ASP then cross-referenced that list with states and schools that are “friendlier” to NIL deals, DeCarolis said, which led to the final 10 schools: The University of Wisconsin-Madison, LSU, Marquette, UNC, The University of Texas, UC Boulder, Penn, The University of Washington, Stanford, and Ohio State.

Rookie season

Thanks to research conducted by Shake Shack’s internal guest insights team, the brand knows that its customers are big fans of sports, especially football, Caine said. And while Shake Shack has done some local sports sponsorships in the past, she said, it’s nothing she’d consider “major.” Starting with NIL deals means that the brand can test the sports market “at a smaller scale” before potentially doing more, she said.

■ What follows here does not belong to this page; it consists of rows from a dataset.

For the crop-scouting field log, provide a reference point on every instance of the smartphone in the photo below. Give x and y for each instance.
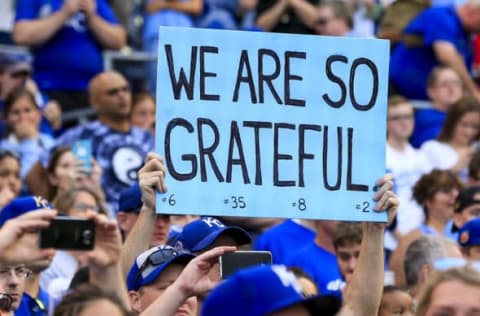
(233, 261)
(82, 149)
(68, 233)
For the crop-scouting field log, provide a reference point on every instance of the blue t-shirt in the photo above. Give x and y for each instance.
(35, 307)
(428, 123)
(321, 266)
(410, 66)
(72, 56)
(283, 240)
(119, 154)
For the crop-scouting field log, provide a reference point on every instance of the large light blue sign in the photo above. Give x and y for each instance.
(271, 125)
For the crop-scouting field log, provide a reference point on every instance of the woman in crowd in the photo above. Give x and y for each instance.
(22, 117)
(436, 192)
(456, 144)
(143, 111)
(444, 88)
(10, 183)
(64, 170)
(74, 202)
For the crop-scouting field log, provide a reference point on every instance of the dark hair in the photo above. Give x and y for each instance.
(340, 10)
(466, 105)
(65, 200)
(52, 164)
(431, 183)
(347, 233)
(14, 96)
(76, 301)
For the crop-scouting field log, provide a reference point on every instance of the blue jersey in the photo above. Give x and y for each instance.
(410, 66)
(119, 154)
(283, 240)
(321, 266)
(61, 62)
(428, 123)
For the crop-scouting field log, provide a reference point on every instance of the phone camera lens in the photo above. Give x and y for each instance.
(87, 236)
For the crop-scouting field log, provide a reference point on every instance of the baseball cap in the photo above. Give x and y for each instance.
(20, 206)
(261, 290)
(469, 234)
(151, 263)
(130, 200)
(201, 233)
(15, 62)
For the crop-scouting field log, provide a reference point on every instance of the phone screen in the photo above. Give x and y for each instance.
(82, 149)
(231, 262)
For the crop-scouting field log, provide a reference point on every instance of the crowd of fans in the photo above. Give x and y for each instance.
(424, 261)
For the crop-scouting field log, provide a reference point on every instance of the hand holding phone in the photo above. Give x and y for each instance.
(82, 150)
(68, 233)
(233, 261)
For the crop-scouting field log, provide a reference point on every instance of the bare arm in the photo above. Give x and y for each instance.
(448, 55)
(111, 36)
(369, 270)
(268, 19)
(193, 281)
(151, 178)
(193, 7)
(305, 11)
(26, 32)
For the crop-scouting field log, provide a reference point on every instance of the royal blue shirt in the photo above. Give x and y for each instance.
(321, 266)
(410, 66)
(35, 307)
(72, 56)
(283, 240)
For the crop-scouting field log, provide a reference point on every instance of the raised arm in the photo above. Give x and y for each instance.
(26, 32)
(111, 36)
(152, 178)
(360, 300)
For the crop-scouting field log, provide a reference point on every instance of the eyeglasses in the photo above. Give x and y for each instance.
(322, 21)
(159, 257)
(19, 272)
(404, 117)
(451, 263)
(6, 302)
(20, 74)
(114, 91)
(83, 207)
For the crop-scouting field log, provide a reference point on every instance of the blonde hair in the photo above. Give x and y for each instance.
(467, 275)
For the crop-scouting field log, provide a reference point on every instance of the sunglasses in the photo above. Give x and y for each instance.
(322, 21)
(159, 257)
(114, 91)
(451, 263)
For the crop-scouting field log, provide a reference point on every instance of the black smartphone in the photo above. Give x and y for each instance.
(233, 261)
(68, 233)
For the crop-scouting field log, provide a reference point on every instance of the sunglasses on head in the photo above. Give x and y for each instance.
(114, 91)
(159, 257)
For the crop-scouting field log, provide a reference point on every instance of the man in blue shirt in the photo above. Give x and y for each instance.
(67, 38)
(437, 36)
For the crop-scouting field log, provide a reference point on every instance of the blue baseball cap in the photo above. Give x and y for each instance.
(20, 206)
(201, 233)
(469, 234)
(130, 200)
(262, 290)
(151, 263)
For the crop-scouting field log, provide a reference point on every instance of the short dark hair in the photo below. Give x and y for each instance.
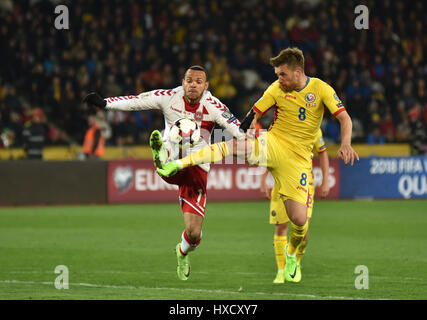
(198, 68)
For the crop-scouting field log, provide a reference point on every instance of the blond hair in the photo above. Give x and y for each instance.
(293, 57)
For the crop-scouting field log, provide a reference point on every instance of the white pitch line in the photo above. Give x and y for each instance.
(82, 284)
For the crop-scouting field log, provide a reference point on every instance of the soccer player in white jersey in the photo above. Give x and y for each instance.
(191, 100)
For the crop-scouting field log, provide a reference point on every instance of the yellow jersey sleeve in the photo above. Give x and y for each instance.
(331, 100)
(267, 100)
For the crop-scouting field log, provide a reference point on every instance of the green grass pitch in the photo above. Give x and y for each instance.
(127, 252)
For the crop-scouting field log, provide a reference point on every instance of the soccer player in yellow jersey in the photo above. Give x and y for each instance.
(299, 102)
(279, 217)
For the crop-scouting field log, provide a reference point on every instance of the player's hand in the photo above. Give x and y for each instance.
(95, 99)
(250, 133)
(265, 189)
(347, 153)
(324, 190)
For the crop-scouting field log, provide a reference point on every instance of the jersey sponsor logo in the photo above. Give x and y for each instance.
(310, 97)
(232, 119)
(112, 99)
(301, 188)
(294, 274)
(217, 105)
(198, 116)
(227, 114)
(164, 92)
(176, 110)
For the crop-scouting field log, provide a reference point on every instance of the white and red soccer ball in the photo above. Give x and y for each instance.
(185, 133)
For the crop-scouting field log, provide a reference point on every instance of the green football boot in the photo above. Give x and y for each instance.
(298, 275)
(280, 277)
(183, 269)
(157, 148)
(290, 266)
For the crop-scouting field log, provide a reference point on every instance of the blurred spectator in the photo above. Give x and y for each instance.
(387, 127)
(418, 130)
(332, 131)
(35, 135)
(129, 46)
(94, 142)
(375, 136)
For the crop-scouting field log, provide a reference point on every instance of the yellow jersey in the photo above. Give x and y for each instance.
(319, 142)
(299, 113)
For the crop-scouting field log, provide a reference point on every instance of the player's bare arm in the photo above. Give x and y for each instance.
(324, 166)
(345, 151)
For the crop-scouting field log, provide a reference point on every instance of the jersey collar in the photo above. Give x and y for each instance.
(189, 107)
(308, 80)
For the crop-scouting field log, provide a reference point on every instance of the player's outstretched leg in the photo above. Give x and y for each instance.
(183, 269)
(157, 148)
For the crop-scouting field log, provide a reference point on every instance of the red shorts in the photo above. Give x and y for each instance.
(192, 183)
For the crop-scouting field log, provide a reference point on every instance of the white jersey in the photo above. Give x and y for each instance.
(208, 112)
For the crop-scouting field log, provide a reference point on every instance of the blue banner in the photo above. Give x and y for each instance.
(385, 178)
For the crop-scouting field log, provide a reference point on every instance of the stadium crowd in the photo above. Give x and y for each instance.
(130, 46)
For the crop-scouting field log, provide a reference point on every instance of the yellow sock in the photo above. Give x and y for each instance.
(279, 243)
(297, 235)
(301, 250)
(208, 154)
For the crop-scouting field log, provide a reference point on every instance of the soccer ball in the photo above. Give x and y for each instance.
(185, 133)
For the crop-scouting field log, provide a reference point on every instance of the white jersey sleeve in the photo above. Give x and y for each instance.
(224, 117)
(155, 99)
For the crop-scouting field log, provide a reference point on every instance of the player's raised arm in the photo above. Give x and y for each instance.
(143, 101)
(345, 151)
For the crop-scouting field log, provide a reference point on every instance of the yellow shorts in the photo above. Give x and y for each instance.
(291, 172)
(278, 214)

“Because we’re a regional brand, we really loved the idea of doing it in multiple locations at once, so that it’s more of a national, holistic story,” Caine said. “If you do things as one offs, it just doesn’t have as much impact.”

The campaign is mostly meant to be a learning experience, she said, but the brand will be tracking sentiment, social engagement, and press coverage to help gauge its success. While Caine said other NIL deals she has seen have had uneven effects, in some cases, she believes they can be “incredibly valuable.” In the case of Shake Shack’s Stand for Something Good, Caine is hopeful that partnerships with athletes who genuinely love the brand’s food can help boost fandom for everyone involved.

“If we see that from this partnership, we’ll definitely continue to do more,” she said.